6. Otto; or Up with Dead People

In approaching a gay zombie art porn flick like Otto; or Up with Dead People, the last thing you expect from it is to be moved, and that was precisely how I felt about Bruce La Bruce’s latest offering. In keeping the titular Otto’s (Jey Crisfar) conversion to a zombie a thing of speculation (which is never answered), La Bruce makes his state of being something more profound. Otto isn’t just a superb culmination of La Bruce’s prior efforts, but a shattering examination of exploitation, loneliness, art and crippling ennui.

7. Paranoid Park

It’s pretty rare to find a year where three prolific American directors had two films released (four, if you count David Gordon Green with Snow Angels and Pineapple Express). Woody Allen followed the critical failure of Cassandra’s Dream with Vicky Cristina Barcelona, his most delightful film in ten years. Clint Eastwood lost his ability to hypnotize the American public, who seem weirdly in love with his late career films, with Changeling, and it looks as though Gran Torino won’t change that. Gus Van Sant was the only one who impressed with both of his films. I almost couldn’t decide whether Milk, Van Sant’s wonderful biopic of Harvey Milk, or Paranoid Park, a sort-of epilogue to his experimental Trilogy of Death, settling at the last minute on the latter. Through Christopher Doyle and Rain Kathy Li’s gorgeous cinematography and the borrowed music of two Fellini films and the familiar Elliott Smith, Van Sant crafts Paranoid Park into a spellbinding mood piece, a film so dazzling you quickly forget about the lousiness of the actors.

8. A Christmas Tale

Sprawling and thoroughly exquisite, A Christmas Tale might just be Arnaud Desplechin’s finest work to date. Enlisting a handful of regulars, including Mathieu Amalric, Catherine Deneuve, Emmanuelle Devos and Jean-Paul Roussillon, Desplechin never avoids taking risks, whether it be in length, direct-address, characterization or camera technique, making A Christmas Tale a classic reminder of why we fell in love with French cinema in the first place.

9. Boarding Gate

"You kept the handcuffs?" That rhetorical question, which Sondra (Asia Argento) directs at her former lover (Michael Madsen), is the closest thing to sentimentality you’re going to find in Olivier Assayas’ cross-continental "thriller," and yet it isn’t without conscience (as many proclaimed about his similarly themed demonlover). For an actress and a director who have the tendency to go too far, in good ways and in bad, Argento and Assayas find a balance in one another. She never allows some of his crazier moments to feel out of place, and he finds a center in her and shows it in a way we’ve never seen her before.

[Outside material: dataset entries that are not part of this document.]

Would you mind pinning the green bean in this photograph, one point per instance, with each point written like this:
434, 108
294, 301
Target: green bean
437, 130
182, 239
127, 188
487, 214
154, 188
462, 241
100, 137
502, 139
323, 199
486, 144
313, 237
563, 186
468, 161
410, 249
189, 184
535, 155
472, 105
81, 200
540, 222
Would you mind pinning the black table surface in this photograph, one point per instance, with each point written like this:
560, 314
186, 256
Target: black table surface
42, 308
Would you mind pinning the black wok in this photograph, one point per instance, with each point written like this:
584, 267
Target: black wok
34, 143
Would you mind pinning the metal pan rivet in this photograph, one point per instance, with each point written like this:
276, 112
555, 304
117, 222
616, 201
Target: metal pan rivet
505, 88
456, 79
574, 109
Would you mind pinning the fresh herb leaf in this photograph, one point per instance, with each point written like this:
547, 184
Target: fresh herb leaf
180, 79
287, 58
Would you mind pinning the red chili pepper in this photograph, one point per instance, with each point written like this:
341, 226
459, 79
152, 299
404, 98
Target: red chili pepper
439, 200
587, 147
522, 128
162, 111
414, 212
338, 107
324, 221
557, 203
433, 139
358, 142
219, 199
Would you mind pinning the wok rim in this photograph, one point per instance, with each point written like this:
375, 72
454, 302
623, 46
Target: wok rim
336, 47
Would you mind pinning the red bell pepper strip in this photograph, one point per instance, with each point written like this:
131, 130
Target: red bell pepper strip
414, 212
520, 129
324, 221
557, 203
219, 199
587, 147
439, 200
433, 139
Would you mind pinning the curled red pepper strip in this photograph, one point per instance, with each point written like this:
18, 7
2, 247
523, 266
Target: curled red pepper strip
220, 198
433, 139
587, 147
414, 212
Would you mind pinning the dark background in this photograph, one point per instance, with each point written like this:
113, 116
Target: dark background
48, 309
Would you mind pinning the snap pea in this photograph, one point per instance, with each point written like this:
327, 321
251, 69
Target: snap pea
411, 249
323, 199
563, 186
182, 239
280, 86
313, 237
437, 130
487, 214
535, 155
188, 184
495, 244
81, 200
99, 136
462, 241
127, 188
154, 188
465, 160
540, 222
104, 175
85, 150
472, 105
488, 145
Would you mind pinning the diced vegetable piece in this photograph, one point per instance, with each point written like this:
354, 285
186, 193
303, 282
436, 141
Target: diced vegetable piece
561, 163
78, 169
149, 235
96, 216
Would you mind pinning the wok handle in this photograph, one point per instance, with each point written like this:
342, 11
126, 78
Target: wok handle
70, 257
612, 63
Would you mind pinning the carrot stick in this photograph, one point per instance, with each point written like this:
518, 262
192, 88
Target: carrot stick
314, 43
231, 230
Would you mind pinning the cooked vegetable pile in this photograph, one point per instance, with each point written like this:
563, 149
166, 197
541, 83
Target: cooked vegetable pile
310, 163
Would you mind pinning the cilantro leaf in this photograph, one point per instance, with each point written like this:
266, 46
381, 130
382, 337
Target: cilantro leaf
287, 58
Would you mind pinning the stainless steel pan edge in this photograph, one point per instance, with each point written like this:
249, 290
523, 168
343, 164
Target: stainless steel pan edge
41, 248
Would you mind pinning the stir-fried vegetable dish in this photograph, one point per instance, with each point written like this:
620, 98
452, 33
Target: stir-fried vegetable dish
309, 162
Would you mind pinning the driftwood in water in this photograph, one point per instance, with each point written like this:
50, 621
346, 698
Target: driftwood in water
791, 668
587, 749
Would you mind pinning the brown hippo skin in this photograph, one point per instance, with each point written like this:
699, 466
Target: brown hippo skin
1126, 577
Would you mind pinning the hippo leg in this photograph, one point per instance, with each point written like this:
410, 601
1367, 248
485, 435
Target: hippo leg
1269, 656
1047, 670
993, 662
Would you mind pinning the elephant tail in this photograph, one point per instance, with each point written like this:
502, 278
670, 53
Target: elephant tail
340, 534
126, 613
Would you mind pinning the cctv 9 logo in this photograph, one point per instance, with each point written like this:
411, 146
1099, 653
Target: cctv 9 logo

10. Flight of the Red Balloon

The French have always been the greatest admirers of Hou Hsiao-hsien, so it was only a matter of time before he’d end up making a film there. Though essentially a re-imagination of the classic Oscar-winning short film The Red Balloon, the taking in of both Lee Pin Bing’s breathtaking images and Juliette Binoche’s radiant performance almost makes you forget about that curious balloon altogether. However, in the film’s final moments, Hsiao-hsien brings the parallel back so magnificently that even the horrible song that concludes the film can’t take away from its magic.

Regretfully, I didn’t get the chance to see Ballast, My Winnipeg, Frozen River, Doubt or The Order of Myths before making this list.